There were some with nerves, and why not? City have had a habit for drama on the final day of the season. There was the time they played for a 2-2 draw under Alan Ball only to discover too late that the result actually relegated them. Whoops. There was the time Robbie Fowler missed a late penalty that saw City denied a slot in the UEFA Cup. And there was the time that QPR were beating Manchester City 2-1 in stoppage -- before Edin Dzeko and Sergio Aguero scored twice to give City their first top-flight title in 44 years.
There was no such excitement as Liverpool's bumbling took the pressure off City -- who only needed a draw at kickoff -- after just 20 minutes. Martin Skrtel opened the scoring for Liverpool -- but at the wrong end. Yoan Gouffran sizzled in a cross from the left flank and the league's highest-scoring defender inexplicably stuck a boot out and sliced the ball past his own keeper. He walked back up the pitch, stunned; his manager, Brendan Rodgers, simply stood on the sideline, shaking his head.
As news filtered back to the Etihad, City, playing the same sort of patient football seen midweek against Villa, simply ratcheted up the pressure, and when Nasri scored, it broke the dam. Yaya Toure slipped the ball to his left to create a yard of space and the Frenchman slammed the ball right to left through keeper Adrian and inside the far post. Kompany added the second early just after the break when Dzeko knocked down a corner for him and Andy Carroll's dive to clear it missed, giving the Belgian defender a clear look on net from a yard out.
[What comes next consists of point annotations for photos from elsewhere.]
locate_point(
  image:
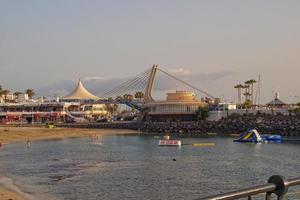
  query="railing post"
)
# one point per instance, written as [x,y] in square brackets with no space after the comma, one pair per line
[281,186]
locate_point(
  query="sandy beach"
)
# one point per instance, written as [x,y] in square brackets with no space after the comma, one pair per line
[22,134]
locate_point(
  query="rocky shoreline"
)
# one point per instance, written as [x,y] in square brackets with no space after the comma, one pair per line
[267,124]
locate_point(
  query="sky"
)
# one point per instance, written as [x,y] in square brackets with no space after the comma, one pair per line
[48,45]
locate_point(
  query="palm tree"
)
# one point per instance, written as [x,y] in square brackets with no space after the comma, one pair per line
[239,89]
[30,93]
[5,93]
[17,93]
[246,93]
[119,98]
[251,83]
[139,95]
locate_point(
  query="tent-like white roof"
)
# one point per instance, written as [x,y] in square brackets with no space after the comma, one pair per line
[80,93]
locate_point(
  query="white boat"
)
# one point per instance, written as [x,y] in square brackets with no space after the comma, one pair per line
[166,137]
[169,143]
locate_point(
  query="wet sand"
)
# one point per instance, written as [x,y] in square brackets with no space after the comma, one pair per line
[6,194]
[22,134]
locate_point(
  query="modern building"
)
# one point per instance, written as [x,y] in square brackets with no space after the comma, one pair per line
[80,94]
[277,103]
[181,105]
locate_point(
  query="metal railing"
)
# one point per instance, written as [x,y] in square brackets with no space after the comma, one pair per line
[276,185]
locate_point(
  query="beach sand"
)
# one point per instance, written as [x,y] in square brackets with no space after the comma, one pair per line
[22,134]
[6,194]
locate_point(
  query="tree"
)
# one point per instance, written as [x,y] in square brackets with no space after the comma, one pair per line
[239,88]
[5,93]
[17,93]
[119,98]
[246,93]
[30,93]
[139,95]
[202,113]
[251,83]
[248,104]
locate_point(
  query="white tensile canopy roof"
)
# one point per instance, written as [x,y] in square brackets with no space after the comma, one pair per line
[80,93]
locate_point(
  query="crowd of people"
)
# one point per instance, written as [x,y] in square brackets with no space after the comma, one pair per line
[266,124]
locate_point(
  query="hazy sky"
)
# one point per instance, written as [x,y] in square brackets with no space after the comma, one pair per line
[44,43]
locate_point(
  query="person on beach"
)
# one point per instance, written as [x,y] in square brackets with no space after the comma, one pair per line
[28,143]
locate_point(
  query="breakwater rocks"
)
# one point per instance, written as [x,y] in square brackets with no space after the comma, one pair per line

Liverpool would recover from their early mishap, scoring twice in two minutes behind two free kicks flighted in by captain Steven Gerrard. Daniel Agger tipped in the first one at the far post, while Daniel Sturridge was able to redirect the second. Newcastle's capitulation was complete when Shola Ameobi, possibly playing his final game for the Tynesiders, was sent off for dissent in ignominious fashion. Paul Dummett was then sent off for a vicious tackle on Luis Suarez to reduce Newcastle to nine men and heap more pressure on manager Alan Pardew.
Elsewhere, Tottenham locked up the final Europa League spot on Sunday with a comfortable 3-0 rout of Aston Villa, a result that also ensured that Manchester United will miss out on European soccer for the first time in 25 years. The Red Devils had a slim chance of making the Europa League, but goals from Paulinho and Emmanuel Adebayor -- combined with an own goal from Nathan Baker, put paid to that idea quickly.
And, Norwich's relegation was also confirmed with their 0-2 loss to Arsenal. Realistically out of the league before the ball was kicked, the Canaries stunk out the house against Arsenal, with Aaron Ramsey and Carl Jenkinson scoring in quickfire fashion.